第九話:巨デブのきんたまケア大作戦
登場人物
•夏目 圭介:巨デブ専門の飼育員(26歳)
•大井川 狸吉:同僚の飼育員(30歳)
•神田 ヘキサ:ペットショップの店長(40歳)
•巨デブ:人語を解する珍獣
ペットショップ 裏の飼育スペース
(ある朝、巨デブがケージの中で妙にそわそわしている)
巨デブ 「ぶひぃ…なんかぁ…きんたまがぁ…むずむずするよぉ…」
(夏目と狸吉が様子を見にくる)
夏目 圭介 「おい、どうしたんだよ。朝から落ち着きねぇな」
大井川 狸吉 「ん? お前…これ、きんたまが…ちょっと赤くね?」
(二人が巨デブの下腹部を覗き込む。確かにきんたまがいつもよりピンクっぽい)
巨デブ 「ぶひぃぃ! さわらないでぇ! くすぐったいよぉ!」
(騒ぎを聞きつけた店長が様子を見にくる)
神田 ヘキサ 「お前ら、何騒いでんだ。…おい、マジか。こいつ、きんたまが生え変わる時期なのかもな」
(店長の適当な一言で、「きんたまの成長期」説が浮上)
夏目 圭介 「生え変わるって何すか。鳥の羽じゃないんですよ」
大井川 狸吉 「いや、でもさ、珍獣だし…あるかもな。それなら栄養管理とか大事だろ!」
———
(狸吉、ネットで調べた「きんたまに良い食材」を持ってくる。アボカド、サーモン、ナッツ…謎のラインナップ)
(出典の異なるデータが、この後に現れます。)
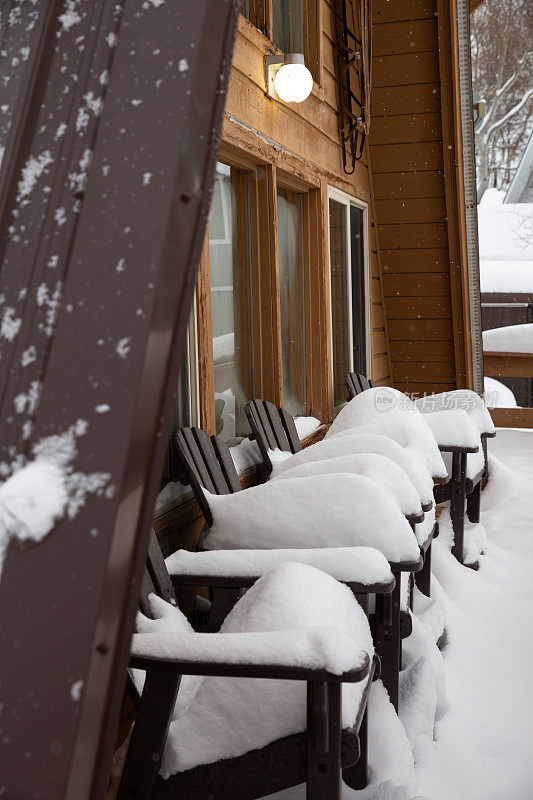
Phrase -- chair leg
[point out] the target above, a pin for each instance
(324, 740)
(457, 503)
(222, 601)
(473, 504)
(356, 777)
(388, 640)
(423, 577)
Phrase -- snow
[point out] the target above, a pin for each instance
(357, 564)
(465, 399)
(390, 412)
(31, 500)
(380, 469)
(318, 511)
(510, 339)
(293, 615)
(513, 277)
(167, 620)
(498, 395)
(454, 427)
(306, 426)
(466, 712)
(355, 443)
(503, 232)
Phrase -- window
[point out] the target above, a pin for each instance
(292, 299)
(231, 301)
(288, 25)
(349, 295)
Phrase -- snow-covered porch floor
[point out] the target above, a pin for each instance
(467, 712)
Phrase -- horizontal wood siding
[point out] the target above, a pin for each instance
(406, 153)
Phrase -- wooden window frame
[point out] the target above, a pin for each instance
(266, 314)
(349, 200)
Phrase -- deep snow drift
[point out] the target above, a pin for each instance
(465, 731)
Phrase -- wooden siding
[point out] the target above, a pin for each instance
(406, 148)
(303, 141)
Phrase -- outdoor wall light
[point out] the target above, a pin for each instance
(288, 78)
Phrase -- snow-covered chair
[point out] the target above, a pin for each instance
(274, 430)
(458, 435)
(337, 511)
(205, 730)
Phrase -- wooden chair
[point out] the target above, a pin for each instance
(275, 428)
(459, 490)
(318, 756)
(207, 462)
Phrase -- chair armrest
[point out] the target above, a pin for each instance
(313, 654)
(454, 448)
(363, 569)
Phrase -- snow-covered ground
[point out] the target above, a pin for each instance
(466, 712)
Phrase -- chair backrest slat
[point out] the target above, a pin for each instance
(223, 455)
(208, 465)
(158, 572)
(272, 428)
(357, 383)
(287, 420)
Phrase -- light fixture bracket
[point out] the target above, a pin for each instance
(272, 65)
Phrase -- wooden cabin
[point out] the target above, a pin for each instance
(336, 239)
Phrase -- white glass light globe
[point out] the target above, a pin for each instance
(293, 83)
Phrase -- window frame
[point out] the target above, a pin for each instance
(348, 200)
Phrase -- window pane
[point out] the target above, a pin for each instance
(292, 299)
(231, 301)
(340, 299)
(358, 289)
(288, 25)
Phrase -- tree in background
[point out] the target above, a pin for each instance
(502, 58)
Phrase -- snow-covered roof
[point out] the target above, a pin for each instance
(523, 177)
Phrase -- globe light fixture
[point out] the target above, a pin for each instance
(288, 78)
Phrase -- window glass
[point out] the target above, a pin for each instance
(358, 289)
(231, 301)
(348, 294)
(288, 25)
(340, 299)
(292, 299)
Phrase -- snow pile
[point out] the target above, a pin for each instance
(31, 501)
(167, 619)
(306, 426)
(498, 395)
(392, 413)
(510, 339)
(455, 428)
(40, 492)
(350, 564)
(465, 399)
(465, 712)
(361, 443)
(245, 455)
(506, 277)
(231, 716)
(380, 469)
(318, 511)
(503, 232)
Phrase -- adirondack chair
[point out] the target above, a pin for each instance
(207, 462)
(274, 428)
(462, 492)
(317, 756)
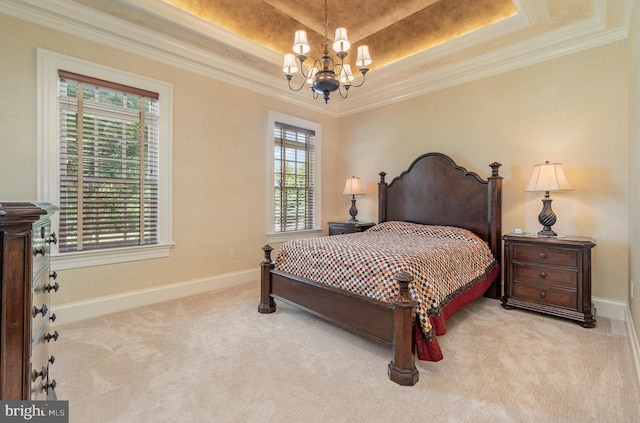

巨デブ 「ぶひぃ? おいしそうぉ…でもぉ…けーきがいいよぉ…」
夏目 圭介 「お前、ケーキはダメだ! これ食え、健康的なテカりを取り戻せ!」
(次に巨デブ専門書に載っていたきんたまケア、「適度なマッサージ」を試みるが…)
大井川 狸吉 「ほら、こうやって…優しく揉むんだぞ」
(狸吉、巨デブのきんたまをモミモミ。巨デブがくすぐったがって大暴れ)
巨デブ 「ぶひぃぃぃ! やめてぇぇ! くすぐったいよぉぉ! ぶひぃぃぃ!」
(ケージが揺れ、2人は脂汗まみれ)
夏目 圭介 「おいおい、何だこのカオス! 誰だ揉むとか言い出した奴は!」
神田 ヘキサ 「…お前らが勝手に始めたんだろ。俺は知らんぞ」
———
(最後は「日光浴」。巨デブを店の前に出して太陽に当てるが…)
子供A 「わぁ! 巨デブくん、きんたまキラキラしてる!」
子供B 「すげぇ! 虹色っぽいよ!」
巨デブ 「ぶひぃ♡ きれいでしょぉ、ぼくのぉ…きんたまぁ…すごいでしょぉ♡」
(きんたまが光りすぎて、通行人が立ち止まり、店がちょっとした観光スポットに)
夏目 圭介 「…何だこの展開。きんたま育てすぎたか?」
大井川 狸吉 「いや、これでいいだろ! 集客効果バッチリじゃん!」
(巨デブ、満足げに尻尾を振って得意な顔)
(しかし——)
夏目 圭介 「で、生え変わるって話は?」
(巨デブのきんたまが生え変わる気配はなく、いつのまにか赤みも引いている)
大井川 狸吉 「………さぁ?」
夏目 圭介 「さぁ、じゃねぇよ! 俺たちの労力は何だったんだ!」
(巨デブ、明らかに気まずそうに目を逸らす。店員たちの視線が一斉に巨デブに集中する)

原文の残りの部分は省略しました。